Our study is associated with a number of limitations. The comorbidities identified in this study were based on healthcare service use data, thus comorbid conditions that did not trigger healthcare service use in the year prior to mCRC diagnosis were not captured. Also, the prevalence rates for conditions of smoking history and obesity identified in this study were very low. This is likely due to under-reporting of these two conditions in claims databases. Finally, our results are reflective of the population studied and may not be extrapolated to the mCRC population in general.

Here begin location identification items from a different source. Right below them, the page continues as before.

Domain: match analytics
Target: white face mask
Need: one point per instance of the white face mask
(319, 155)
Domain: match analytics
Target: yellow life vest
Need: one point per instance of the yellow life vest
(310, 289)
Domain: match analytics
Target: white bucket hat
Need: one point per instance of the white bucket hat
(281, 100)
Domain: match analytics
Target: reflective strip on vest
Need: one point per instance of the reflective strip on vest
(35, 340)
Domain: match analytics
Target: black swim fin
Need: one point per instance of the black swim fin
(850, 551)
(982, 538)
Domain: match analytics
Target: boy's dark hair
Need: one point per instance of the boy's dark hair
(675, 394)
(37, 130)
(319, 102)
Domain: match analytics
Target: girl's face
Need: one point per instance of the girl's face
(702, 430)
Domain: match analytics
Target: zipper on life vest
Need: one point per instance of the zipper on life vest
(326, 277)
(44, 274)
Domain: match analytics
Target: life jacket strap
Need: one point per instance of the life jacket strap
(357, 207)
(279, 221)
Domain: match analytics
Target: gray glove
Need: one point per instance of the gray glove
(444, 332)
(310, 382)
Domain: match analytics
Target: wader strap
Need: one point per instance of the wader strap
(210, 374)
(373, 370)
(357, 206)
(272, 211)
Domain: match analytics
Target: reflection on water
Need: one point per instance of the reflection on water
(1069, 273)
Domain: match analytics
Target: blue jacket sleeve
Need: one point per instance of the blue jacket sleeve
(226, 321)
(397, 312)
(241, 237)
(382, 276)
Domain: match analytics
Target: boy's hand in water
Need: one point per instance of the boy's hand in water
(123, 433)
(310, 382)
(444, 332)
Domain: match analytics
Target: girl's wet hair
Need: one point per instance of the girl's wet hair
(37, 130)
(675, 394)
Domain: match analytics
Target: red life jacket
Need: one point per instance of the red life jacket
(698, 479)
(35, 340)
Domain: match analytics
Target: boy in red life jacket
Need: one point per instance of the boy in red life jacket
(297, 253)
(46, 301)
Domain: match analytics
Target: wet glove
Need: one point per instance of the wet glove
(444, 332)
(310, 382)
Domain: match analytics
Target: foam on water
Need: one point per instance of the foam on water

In conclusion, comorbid conditions were frequently observed in patients prior to a diagnosis of mCRC. The presence of these comorbidities increases the complexity of managing the patient’s condition. In current treatment guidelines, the presence of comorbidities is included as a factor that should be considered in the choice of chemotherapy for mCRC [15]. Given that, in addition to chemotherapy, there is now a choice of biologic agents for mCRC, each with a well-defined and distinct AE profile, consideration of comorbid conditions should now be integral to the selection of all components of the treatment regimen for individual patients with mCRC.


This study was funded by Amgen Inc. Medical writing assistance was provided by ApotheCom ScopeMedical Ltd, funded by Amgen Inc. Alex Z Fu and Gordon G Liu received funding from Amgen Inc to perform the analyses reported in this manuscript. Zhongyun Zhao, Sue Gao and Beth Barber are employees of Amgen Inc.